Gaussian Stochastic Weight Averaging for Bayesian Low-Rank Adaptation of Large Language Models
Emre Onal, Klemens Flöge, Emma Caldwell, Arsen Sheverdin, Vincent Fortuin
TL;DR
This paper tackles overconfidence and miscalibration in fine-tuned LLMs trained on limited data. It introduces Gaussian SWA (SWA-Gaussian) applied to LoRA, enabling approximate Bayesian inference by sampling from a posterior that centers on the SWA mean and uses a diagonal plus low-rank covariance to capture uncertainty. The proposed MultiSWAG approach, an ensemble of SWAG-like models restricting posterior estimation to LoRA parameters, achieves competitive accuracy and calibration compared with heavier Bayesian methods like Laplace-LoRA, while also offering improved robustness to distribution shifts.
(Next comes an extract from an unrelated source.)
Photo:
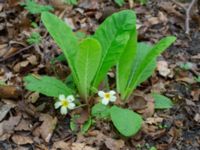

This method provides a lightweight, scalable, and effective pathway for uncertainty-aware fine-tuning of large language models in resource-constrained settings.
Abstract
Fine-tuned Large Language Models (LLMs) often suffer from overconfidence and poor calibration, particularly when fine-tuned on small datasets. To address these challenges, we propose a simple combination of Low-Rank Adaptation (LoRA) with Gaussian Stochastic Weight Averaging (SWAG), facilitating approximate Bayesian inference in LLMs. Through extensive testing across several Natural Language Processing (NLP) benchmarks, we demonstrate that our straightforward and computationally efficient approach improves model generalization and calibration competitively with comparable, more sophisticated methods for Bayesian inference in LLMs. We further show that our method exhibits greater robustness against distribution shift, as reflected in its improved performance on out-of-distribution tasks.